Did our NYE party end before it had a chance to begin? On the way out we laughed and said, “Well, I guess we were ‘kicked out’ of the club . . . with your parents!” We ended up going to the Advent Market and there was a live Croatian rock band playing. We danced in our chairs to a few songs and by midnight we were back in the apartment once again. Later I told my colleagues our NYE story and they said that most folks in Croatia go out to clubs around 1:00 a.m. and come home around 4:00 a.m. They are night owls and ready to celebrate while we were sleeping. Oh well, Happy New Year!
Happy New Year at Plitvitce Lakes
This is a national park I have been told is a “must see” and everyone was right. Plitvice Lakes National Park covers over 73,000 acres. There are four hiking trails that are organized into 7 different routes to tour the park.

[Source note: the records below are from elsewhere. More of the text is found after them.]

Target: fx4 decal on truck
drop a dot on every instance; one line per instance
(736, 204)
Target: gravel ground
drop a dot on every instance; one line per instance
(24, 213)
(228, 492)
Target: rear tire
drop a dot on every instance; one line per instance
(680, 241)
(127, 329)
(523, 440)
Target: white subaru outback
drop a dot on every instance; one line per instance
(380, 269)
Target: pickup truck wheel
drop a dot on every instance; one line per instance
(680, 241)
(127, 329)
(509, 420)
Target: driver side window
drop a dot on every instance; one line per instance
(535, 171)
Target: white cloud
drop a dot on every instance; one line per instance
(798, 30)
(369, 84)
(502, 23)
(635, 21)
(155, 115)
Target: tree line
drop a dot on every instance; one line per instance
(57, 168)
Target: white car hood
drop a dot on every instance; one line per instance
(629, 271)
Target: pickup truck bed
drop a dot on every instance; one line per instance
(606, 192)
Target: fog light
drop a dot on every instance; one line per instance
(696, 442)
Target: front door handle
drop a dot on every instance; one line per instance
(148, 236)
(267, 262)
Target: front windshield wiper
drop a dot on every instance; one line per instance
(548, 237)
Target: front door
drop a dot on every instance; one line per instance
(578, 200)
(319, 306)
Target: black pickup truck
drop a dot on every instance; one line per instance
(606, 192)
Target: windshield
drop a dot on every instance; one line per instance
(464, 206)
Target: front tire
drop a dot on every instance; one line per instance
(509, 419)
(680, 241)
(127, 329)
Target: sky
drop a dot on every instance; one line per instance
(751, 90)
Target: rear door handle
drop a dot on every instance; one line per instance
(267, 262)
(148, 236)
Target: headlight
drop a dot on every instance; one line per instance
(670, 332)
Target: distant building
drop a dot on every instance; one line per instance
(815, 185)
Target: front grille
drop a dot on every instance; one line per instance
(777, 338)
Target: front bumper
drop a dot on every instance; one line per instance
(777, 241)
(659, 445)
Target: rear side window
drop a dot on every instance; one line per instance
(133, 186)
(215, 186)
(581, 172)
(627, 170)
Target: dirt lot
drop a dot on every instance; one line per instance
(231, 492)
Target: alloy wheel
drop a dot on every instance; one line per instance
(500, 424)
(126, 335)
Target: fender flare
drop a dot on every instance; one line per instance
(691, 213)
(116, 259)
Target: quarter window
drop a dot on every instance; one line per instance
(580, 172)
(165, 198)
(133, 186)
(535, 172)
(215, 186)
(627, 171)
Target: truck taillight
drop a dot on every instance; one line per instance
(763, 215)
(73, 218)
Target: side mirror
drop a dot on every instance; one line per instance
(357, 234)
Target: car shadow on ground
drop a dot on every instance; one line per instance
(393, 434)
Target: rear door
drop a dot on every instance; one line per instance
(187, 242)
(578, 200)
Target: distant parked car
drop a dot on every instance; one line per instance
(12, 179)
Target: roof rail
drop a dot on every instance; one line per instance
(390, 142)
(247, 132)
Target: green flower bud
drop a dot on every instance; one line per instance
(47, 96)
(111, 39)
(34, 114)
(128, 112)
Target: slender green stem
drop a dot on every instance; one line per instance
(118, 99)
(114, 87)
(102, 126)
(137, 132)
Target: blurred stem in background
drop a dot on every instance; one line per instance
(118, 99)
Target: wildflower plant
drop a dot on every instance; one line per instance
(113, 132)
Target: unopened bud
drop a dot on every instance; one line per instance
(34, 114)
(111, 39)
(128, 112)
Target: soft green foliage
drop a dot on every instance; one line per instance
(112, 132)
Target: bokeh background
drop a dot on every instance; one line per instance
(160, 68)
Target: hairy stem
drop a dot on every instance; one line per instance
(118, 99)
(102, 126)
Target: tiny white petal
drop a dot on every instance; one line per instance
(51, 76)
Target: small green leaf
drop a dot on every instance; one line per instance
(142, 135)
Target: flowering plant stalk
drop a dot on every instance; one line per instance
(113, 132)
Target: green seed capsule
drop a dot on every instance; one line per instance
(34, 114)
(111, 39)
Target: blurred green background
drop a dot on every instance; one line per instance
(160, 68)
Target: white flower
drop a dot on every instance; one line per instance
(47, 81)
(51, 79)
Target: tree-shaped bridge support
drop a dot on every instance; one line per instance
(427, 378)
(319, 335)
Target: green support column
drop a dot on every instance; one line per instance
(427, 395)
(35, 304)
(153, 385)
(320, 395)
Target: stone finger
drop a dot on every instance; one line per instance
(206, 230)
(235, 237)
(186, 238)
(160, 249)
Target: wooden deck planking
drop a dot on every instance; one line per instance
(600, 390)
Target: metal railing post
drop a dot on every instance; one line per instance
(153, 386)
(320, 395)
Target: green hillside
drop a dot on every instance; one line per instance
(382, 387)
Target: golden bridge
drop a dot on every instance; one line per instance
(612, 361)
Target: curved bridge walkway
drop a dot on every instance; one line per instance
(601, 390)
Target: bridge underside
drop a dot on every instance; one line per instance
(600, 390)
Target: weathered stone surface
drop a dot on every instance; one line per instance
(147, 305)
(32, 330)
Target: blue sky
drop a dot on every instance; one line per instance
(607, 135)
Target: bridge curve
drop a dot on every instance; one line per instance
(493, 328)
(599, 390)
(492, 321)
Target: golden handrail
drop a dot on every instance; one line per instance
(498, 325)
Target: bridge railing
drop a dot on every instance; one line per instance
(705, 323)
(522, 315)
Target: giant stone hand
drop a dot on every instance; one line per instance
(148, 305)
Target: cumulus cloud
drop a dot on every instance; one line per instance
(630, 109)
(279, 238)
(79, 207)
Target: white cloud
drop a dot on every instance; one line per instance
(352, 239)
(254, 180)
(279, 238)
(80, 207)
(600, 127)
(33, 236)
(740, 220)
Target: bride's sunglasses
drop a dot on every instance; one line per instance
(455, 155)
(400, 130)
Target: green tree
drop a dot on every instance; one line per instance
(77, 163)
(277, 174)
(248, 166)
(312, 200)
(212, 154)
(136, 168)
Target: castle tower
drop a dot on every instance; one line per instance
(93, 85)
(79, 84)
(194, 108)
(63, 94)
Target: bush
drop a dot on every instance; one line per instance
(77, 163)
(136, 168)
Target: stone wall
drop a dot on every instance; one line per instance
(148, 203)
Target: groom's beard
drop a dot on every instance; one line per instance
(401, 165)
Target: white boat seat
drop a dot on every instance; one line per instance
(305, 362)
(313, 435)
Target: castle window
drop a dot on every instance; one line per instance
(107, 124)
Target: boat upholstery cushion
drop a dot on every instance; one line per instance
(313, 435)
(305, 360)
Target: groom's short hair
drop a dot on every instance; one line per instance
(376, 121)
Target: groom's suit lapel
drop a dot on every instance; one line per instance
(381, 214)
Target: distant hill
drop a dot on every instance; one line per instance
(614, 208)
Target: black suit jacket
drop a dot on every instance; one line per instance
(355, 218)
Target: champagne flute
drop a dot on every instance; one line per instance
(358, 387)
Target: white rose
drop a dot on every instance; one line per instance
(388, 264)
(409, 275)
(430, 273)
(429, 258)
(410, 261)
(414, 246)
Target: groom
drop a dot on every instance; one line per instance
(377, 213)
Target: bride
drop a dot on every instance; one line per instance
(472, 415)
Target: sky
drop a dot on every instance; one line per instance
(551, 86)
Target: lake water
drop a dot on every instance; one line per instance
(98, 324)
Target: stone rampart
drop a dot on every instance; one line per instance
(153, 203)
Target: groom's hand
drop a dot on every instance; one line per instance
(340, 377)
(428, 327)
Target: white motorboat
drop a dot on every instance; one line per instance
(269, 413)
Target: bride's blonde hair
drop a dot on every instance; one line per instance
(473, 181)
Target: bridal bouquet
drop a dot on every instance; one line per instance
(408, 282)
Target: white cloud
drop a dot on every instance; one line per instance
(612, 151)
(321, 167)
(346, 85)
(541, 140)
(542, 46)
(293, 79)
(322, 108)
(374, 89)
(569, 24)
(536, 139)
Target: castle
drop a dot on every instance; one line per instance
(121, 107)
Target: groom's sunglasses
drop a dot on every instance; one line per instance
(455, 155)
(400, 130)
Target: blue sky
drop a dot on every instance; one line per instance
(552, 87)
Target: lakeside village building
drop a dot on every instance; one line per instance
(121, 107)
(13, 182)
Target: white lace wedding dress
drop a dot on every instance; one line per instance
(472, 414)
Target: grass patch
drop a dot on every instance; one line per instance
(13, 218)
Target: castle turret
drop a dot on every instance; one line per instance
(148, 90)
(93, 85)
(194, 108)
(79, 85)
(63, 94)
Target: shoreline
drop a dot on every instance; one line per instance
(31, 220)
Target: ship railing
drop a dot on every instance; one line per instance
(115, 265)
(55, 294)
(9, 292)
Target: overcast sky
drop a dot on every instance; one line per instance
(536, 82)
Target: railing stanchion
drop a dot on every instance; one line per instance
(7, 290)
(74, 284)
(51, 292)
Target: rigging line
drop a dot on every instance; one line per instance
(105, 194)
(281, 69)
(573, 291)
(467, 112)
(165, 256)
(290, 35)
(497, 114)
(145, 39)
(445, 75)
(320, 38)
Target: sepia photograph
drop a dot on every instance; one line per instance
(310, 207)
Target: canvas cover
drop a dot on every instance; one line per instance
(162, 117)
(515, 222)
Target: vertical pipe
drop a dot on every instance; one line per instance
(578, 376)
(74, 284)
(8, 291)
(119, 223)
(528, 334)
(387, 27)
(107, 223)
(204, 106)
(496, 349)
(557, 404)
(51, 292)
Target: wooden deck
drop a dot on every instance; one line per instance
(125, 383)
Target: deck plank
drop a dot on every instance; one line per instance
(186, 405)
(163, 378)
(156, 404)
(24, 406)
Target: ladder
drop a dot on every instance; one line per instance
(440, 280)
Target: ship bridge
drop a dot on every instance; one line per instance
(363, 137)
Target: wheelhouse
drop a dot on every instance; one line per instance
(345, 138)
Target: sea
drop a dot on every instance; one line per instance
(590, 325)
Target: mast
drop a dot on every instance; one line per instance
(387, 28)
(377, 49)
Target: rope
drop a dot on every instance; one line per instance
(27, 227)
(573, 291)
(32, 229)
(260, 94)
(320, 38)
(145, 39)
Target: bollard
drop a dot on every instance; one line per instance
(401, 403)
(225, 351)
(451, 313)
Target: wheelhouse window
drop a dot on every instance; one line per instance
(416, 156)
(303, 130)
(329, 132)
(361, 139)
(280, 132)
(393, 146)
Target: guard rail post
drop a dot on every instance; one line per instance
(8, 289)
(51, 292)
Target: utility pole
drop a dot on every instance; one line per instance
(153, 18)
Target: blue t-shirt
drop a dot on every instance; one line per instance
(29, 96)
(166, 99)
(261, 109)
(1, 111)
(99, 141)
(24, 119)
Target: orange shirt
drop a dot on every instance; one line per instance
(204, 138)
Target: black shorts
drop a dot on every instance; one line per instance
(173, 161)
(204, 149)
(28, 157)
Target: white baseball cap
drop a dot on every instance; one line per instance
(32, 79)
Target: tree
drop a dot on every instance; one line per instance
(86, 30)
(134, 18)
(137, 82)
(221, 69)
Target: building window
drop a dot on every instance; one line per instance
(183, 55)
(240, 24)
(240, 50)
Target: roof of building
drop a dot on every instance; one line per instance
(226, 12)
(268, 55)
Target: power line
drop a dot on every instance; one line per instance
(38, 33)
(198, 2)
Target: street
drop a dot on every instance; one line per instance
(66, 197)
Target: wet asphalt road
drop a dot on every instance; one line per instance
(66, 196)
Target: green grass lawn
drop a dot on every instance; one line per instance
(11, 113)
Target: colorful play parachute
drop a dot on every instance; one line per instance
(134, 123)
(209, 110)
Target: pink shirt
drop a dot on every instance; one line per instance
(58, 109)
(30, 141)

Not only are the crowds significantly less during the winter months (in the summer the park officials have put a cap on daily attendance at 10,000 people per day, requiring purchase of online tickets in advance and car lines hours long before making it to the entrance), but the landscape of snow and ice makes the waterfalls look like a winter wonderland.
Since the park was basically deserted on New Year’s Day (we must have seen 1 other car on the highway during our drive there), we had a guide and he told us the upper waterfalls were closed, so we toured the lower portion. There is a chain of 16 terraced lakes, joined by waterfalls, that extend into a limestone canyon. Walkways and hiking trails wind around and across the water, and an electric boat links the 12 upper and 4 lower lakes.
It is very slippery from the mist and we had to hold on to the wooden rails (it was like ice skating on the boardwalk) in many sections as to not slip and fall into the lake below. The guide told us that many visitors fall into the lakes each year and many have drown. He said that 11 of the rivers have been named after people who have drown in them!
The waters flowing over the limestone deposited travertine barriers over thousands of years, creating natural dams which created a series of beautiful lakes, caves and waterfalls. The guide tells us the forests in the park are home to bears, wolves and many rare birds.
We began hiking in Entrance 2 and first saw Veliki Slap, the tallest waterfall in Croatia (78m). Hiking the lower section takes about three hours. The guide tells us about the natural history of the park and how he grew up here, swimming in most of the lakes (which is no longer allowed). He also shared that the Homeland War began here when he was about 10 years old. He heard the first strikes and his father told him to hide with his brother in the bathroom. They abandoned their home for 4 years during the war before returning. What a stark juxtaposition between the beauty of nature and grief of destruction. It was definitely a day of reflecting on the past and welcoming a new year.